All those bright and shining faces lost in the darkness of blood and violence. But will this be treated as Pakistan’s 9/11? Is this the moment when, after losing 132 children, we have recognised that we will have to fight this battle for our survival so that our children can live their lives peacefully and schools don’t have to close to mourn the death of the innocent? People seem to be in a state of shock. But there is also the likelihood that all of this may ultimately turn out to be a sitcom that we have played for the last so many years.
Painful as it may sound we are likely to mourn for a couple of days until someone will talk about this being a security lapse. People are already asking — as they probably did at the time of the Osama bin Laden operation — how could terror happen in a high security zone. How did these men walk through all the checkpoints carrying weapons and suicide jackets? Very uncomfortable questions indeed, which will provoke a battery of military apologists to point fingers at the sitting government and how it is so inefficient in handling the crisis. Former dictator Pervez Musharraf and his lackeys in the media have indeed started to raise the issue of why the need for the All-Parties Conference. It doesn’t matter to them that it is necessary to get a commitment even from a provincial government, whose leader took so long in condemning the Taliban. In this comedy of errors, it doesn’t matter that the Taliban have indeed admitted to their involvement.
Scene two: we will get a reaction from the government with its supporters reminding the PTI and its partners about not properly condemning acts of terror. This would probably let loose a barrage of criticism and abuses from supporters on both sides. Other parties, of course, will join in by reminding the entire world that they and their leaders sacrificed the most in the battle against terror. Ultimately, more than 72 hours would have passed and other differences would start to set in. There is a high probability that the PTI and its supporters will remember the significance of getting rid of the sitting government and we are back on the roads again.

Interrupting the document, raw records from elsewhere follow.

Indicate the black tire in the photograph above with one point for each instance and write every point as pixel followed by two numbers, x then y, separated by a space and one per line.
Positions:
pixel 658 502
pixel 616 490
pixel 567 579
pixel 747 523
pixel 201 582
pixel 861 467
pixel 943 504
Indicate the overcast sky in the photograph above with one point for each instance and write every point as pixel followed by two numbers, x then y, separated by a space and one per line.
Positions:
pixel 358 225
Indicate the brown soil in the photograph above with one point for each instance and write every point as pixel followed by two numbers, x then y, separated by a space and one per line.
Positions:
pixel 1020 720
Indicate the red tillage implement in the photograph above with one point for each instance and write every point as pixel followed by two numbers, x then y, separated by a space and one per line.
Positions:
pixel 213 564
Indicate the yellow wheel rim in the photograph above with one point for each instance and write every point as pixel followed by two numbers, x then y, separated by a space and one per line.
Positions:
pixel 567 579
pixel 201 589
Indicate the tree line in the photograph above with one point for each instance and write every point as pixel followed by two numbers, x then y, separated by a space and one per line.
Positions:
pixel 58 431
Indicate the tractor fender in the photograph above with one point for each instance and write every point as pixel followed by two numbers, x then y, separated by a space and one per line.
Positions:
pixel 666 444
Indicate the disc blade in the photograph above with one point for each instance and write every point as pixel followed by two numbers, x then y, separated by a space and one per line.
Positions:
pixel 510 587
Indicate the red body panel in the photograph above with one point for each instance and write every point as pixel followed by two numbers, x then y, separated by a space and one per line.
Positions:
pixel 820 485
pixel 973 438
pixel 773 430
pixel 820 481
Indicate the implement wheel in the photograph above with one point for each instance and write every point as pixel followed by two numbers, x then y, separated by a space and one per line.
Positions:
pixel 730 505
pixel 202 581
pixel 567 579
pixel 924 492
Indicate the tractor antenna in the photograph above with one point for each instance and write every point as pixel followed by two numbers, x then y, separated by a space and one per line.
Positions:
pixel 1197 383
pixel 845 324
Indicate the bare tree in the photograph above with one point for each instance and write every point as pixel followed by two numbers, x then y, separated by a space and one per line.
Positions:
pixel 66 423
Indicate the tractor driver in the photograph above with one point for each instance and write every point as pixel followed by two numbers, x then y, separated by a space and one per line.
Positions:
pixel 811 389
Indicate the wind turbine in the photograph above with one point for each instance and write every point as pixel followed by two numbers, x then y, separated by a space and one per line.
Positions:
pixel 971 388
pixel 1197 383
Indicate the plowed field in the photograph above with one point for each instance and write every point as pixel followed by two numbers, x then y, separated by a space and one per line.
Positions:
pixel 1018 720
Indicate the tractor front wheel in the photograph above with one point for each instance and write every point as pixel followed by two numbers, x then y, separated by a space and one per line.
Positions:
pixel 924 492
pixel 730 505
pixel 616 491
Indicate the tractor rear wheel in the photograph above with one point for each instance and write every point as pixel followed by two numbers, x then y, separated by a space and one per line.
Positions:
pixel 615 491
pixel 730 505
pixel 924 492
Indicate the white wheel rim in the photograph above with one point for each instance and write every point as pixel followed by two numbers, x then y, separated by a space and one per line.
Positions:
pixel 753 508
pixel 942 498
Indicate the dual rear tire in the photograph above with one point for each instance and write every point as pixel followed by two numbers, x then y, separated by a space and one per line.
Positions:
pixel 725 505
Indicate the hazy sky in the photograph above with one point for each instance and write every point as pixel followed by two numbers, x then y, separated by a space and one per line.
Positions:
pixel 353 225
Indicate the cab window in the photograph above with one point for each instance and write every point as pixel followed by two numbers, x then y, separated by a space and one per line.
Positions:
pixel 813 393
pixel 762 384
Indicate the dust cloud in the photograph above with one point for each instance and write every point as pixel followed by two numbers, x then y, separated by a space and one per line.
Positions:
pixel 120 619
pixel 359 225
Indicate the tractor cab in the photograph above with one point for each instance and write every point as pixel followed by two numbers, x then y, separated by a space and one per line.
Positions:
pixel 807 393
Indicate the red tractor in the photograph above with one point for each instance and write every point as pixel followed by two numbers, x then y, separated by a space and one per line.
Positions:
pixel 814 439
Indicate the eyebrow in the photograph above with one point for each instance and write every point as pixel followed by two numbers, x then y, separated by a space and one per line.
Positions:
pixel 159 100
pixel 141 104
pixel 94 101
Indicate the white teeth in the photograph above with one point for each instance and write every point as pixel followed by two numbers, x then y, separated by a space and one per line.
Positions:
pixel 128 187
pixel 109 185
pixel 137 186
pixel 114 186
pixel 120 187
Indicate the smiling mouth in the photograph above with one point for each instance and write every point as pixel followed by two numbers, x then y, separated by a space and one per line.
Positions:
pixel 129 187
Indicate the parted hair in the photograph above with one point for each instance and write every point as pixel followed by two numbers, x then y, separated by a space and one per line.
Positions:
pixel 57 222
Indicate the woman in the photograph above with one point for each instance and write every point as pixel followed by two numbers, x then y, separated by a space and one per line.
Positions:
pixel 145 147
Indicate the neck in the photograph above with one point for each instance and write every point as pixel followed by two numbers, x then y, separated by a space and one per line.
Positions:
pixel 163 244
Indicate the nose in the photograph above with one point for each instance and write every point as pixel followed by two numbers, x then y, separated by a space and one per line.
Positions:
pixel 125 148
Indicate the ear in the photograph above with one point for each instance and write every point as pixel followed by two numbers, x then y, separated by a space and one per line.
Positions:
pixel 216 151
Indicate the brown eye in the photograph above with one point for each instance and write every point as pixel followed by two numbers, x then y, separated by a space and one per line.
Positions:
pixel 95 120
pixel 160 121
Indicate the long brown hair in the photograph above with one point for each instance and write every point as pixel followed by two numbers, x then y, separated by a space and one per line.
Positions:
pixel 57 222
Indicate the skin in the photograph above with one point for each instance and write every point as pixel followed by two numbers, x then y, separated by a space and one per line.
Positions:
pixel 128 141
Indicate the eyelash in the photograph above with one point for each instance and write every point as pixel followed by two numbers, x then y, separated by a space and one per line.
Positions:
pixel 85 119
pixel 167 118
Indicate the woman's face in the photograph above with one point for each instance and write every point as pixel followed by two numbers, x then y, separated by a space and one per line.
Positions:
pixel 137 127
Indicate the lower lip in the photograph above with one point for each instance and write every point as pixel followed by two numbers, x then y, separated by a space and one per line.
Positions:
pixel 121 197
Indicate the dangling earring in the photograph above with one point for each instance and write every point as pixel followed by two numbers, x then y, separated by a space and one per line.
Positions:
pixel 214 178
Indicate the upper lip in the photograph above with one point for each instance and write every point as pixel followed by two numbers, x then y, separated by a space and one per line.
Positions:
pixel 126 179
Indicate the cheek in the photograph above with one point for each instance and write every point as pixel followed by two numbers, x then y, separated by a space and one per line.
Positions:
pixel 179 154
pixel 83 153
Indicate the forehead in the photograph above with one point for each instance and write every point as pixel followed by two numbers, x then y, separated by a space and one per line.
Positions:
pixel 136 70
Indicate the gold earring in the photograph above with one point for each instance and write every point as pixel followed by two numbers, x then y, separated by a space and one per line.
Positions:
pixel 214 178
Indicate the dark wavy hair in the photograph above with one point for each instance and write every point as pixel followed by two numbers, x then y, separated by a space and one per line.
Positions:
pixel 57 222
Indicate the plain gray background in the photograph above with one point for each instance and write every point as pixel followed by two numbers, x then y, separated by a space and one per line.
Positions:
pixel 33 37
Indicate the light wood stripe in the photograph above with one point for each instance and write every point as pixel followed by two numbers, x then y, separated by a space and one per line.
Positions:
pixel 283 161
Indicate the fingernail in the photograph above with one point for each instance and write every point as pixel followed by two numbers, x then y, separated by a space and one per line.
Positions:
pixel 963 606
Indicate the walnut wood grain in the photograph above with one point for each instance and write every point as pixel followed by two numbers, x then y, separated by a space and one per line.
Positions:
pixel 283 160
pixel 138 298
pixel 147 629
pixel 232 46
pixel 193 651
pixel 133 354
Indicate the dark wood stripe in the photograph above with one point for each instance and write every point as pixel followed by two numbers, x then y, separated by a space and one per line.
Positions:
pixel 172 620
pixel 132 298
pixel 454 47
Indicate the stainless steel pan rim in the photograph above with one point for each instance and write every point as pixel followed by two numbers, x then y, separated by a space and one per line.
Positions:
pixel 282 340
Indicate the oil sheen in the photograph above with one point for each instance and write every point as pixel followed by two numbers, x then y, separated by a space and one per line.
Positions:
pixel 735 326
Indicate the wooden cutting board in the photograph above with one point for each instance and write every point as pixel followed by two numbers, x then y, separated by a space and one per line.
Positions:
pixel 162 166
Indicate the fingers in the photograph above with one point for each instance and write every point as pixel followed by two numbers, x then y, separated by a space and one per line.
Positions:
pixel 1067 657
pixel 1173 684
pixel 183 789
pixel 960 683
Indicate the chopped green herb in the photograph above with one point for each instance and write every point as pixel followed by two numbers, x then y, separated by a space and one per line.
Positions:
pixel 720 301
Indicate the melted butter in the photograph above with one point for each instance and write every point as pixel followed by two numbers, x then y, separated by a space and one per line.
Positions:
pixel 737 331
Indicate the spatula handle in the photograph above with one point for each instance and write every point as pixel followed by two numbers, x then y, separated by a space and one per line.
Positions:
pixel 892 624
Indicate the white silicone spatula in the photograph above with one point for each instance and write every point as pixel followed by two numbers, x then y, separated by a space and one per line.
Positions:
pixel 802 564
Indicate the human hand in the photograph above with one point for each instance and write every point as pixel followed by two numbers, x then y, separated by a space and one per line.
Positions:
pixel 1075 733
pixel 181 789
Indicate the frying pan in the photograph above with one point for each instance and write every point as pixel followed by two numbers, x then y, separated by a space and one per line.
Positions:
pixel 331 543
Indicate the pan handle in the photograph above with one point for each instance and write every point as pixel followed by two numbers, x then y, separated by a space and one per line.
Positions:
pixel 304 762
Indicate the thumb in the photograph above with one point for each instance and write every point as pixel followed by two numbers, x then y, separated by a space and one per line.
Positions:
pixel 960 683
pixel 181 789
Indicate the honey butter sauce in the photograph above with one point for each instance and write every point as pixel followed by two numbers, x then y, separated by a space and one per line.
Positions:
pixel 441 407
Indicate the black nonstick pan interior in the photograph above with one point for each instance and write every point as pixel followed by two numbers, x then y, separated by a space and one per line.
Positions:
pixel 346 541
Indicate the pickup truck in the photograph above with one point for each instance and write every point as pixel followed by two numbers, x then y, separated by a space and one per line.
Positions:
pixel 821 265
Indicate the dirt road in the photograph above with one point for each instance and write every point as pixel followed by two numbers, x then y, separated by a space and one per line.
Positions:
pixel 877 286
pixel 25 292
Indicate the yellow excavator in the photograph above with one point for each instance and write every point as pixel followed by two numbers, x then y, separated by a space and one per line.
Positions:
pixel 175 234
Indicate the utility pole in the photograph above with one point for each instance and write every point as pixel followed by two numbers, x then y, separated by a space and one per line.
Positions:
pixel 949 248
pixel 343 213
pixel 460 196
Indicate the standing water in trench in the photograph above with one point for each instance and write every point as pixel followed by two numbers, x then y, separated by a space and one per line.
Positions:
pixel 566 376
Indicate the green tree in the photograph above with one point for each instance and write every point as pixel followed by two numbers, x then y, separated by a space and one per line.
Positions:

More than the December 16 attack, it’s our inability to jointly view and assess the threat which is the greater national tragedy. It doesn’t matter that the men walked through barricades, as they did in earlier attacks on hard military targets or even soft targets like the church in Peshawar, to spill innocent blood. We don’t seem close to putting our heads together and our prejudices aside to think about what must be done to stop more bloodshed. Forget about the rest of the country, even the people in Peshawar don’t seem to have an agreement on how to deal with the threat. People are angry and would want every single Taliban to be smashed. One would assume from such reactions that they want the militants dead at any cost. Probe a little and they still hate the idea of drone attacks. A few gentlemen from Peshawar speaking on a BBC programme thought there is greater collateral damage. I thought the Taliban had just complained about collateral damage done from the military operation!
This is not about the need to agree on killing every single person suspected of being a Taliban, but at least develop a consensus regarding why this kind of violent politics ought not to be allowed. We are so divided on defining the problem that we may never get together on creating an alternative narrative. We are not even close to admitting that this is happening right in our midst. Ultimately, it is our next-door neighbours or outsiders in general who are smart enough to cross over, sneak inside our highly secure areas and carry out acts of violence.
Why even bother about the narrative being spread by those tucked away in the warmth of our heartlands as the good guys who may be confused in their ideology but will never attack us. The only people they kill are the outsiders. Thus, those who have struck a deal and promised not to attack hard targets will remain. Our condition can be compared with an American fictional character, Walter Mitty, and his fantasy world. A daydreamer, Mitty imagines himself rescuing helpless people. Our rich strategic imagination sees us as being the only Muslim nuclear power, which everyone is out there to destroy. So, some bad people must be befriended to secure our power. Like Mitty, who is actually very ordinary and ineffectual, it doesn’t matter that we are unable to protect our children, provide the bulk of them with proper education, clean drinking water and other facilities, as long as we can protect our nuclear arsenal.
We would not look into the fact that our good allies have produced a narrative that allows the killing of innocent human beings. Glance through publications that are available openly, in which the burning of a perceived blasphemer is justified. Then there are writings in which violence against minorities is part of a normal deal. Our friendly jihadis operate in another universe and offer a narrative that does not match that of the rest of the world — the American have lost the war and Indians the elections in Kashmir. The problem is not the two propositions here but the fact that there is an entirely different world created and an audience which revolves around these narratives. Those who disagree or don’t take sides are haunted and killed.
Lest we forget, the majority of the 141 who died in Peshawar were downright honest believers. They didn’t challenge faith or blaspheme but they were still killed. And yet, we don’t have the strength to agree not to allow any group or network the freedom to market terror, inside or outside the country. While some moan about the continued absence of organisational structures like Nacta, they can have a good laugh at the fact that we don’t even have an agreement to take on the enemy. The attack may just be another curtain-raiser on our comedy of errors.
Published in The Express Tribune, December 18th, 2014.